Em entrevista ao blog, ele diz: “Não posso assegurar que acabou a corrupção na Funasa. Não sou maluco. Mas as torneiras, que eram escancaradas, foram fechadas numa proporção e numa velocidade muito grandes”. Abaixo, a entrevista:


- Entre as auditorias que detectaram desvios de meio bilhão de reais, quantas se referem à sua gestão? A grande maioria refere-se a períodos anteriores a 2007. O que não significa que não auditamos também convênios de 2008 e 2009. Em 2010, eu saí.
- Qual é a causa de tanto malfeito? A Funasa nasceu da junção de dois órgãos que não tinham nada a ver um com o outro: a Sucam, dos mata-mosquitos, e a Fundação FAE, que cuidava do abastecimento de água e esgoto em cidades pequenas do interior. A partir de 2002, passou a cuidar da saúde indígena. Como não tinha quadros e não havia concurso, terceirizou a tarefa a ONGs, por meio de convênios. A maioria das ONGs teve problemas na prestação de contas. Só na nossa gestão, afastamos 37 ONGs. Muitas passearam pela CPI ONGs do Senado. Uma parte não agiu de má-fe. Faltava pessoal habilitado a lidar com contas públicas. Outra parte fez muita picaretagem. Foi tudo de roldão. No ano passado, a Fusana perdeu a atribuição de cuidar das comunidades indígenas.

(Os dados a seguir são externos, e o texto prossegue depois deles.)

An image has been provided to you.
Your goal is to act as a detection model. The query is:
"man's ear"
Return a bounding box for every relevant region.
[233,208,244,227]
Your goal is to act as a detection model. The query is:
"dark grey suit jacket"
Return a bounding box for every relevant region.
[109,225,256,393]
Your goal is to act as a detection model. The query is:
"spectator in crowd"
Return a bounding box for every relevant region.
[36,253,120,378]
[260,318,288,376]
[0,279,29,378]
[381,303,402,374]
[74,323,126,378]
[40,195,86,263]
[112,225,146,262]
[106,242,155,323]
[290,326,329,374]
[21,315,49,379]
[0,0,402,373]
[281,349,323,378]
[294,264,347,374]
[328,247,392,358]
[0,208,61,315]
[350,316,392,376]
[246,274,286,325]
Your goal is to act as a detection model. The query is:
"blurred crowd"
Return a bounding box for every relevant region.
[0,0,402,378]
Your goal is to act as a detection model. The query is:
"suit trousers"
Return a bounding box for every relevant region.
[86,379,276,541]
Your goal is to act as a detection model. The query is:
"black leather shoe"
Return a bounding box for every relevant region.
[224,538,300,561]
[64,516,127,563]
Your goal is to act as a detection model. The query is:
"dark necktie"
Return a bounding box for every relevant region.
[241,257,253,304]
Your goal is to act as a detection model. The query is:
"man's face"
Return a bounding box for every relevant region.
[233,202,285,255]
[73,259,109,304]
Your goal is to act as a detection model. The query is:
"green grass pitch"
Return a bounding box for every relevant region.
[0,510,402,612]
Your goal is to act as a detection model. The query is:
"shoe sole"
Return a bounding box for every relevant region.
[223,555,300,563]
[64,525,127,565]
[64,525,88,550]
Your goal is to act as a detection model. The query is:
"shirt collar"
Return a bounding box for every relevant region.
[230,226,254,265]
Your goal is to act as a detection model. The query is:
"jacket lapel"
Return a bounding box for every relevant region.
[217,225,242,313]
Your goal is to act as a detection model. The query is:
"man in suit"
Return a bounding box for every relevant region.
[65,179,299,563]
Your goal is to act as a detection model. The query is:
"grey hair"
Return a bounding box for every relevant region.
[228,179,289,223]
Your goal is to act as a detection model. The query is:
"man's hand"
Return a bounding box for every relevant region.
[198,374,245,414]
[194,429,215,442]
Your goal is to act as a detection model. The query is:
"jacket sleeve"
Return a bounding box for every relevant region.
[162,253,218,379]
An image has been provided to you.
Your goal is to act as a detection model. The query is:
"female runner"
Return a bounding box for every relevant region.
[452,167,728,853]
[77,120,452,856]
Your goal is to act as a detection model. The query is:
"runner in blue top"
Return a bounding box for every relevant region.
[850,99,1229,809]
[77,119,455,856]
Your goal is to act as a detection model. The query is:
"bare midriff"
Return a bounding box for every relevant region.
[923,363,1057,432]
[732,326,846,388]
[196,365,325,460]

- E quanto aos convênios com Estados e municípios? Hoje, a Funasa opera em municípios com menos de 50 mil habitantes. Cuida basicamente de sanemaneto. Há 18 mil convênios. Para fiscalizá-los, cerca de 200 engenheiros. É humanamente impossível. É preciso fotalecer a estrutura técnica.
- Os malfeitos decorrem da ineficiência da Funasa ou dos desmandos estaduais e municipais? São problemas estruturais. Não temos estrutura para acompanhar o que se passa. Precisa contratar algo como 400 engenheiros. A Funasa trabalha com pequenos municípios, justamente os que têm mais dificuldades técnicas e administrativas. Eu presenciei obra executada e que não tinha a prestação de contas. Vi obra destinada a um município e construída em outro.
- Em 2008, o ministro José Gomes Temporão tachou a Funasa de corrupta e ineficaz. Referia-se à sua gestão? No mesmo dia em que fez essa declaração, ele esclareceu, em nota, que falava de administrações anteriores à minha. Pedi uma auditoria. Nunca tive contra mim pedido de restituição de um clips. Minhas contas foram todas aprovadas.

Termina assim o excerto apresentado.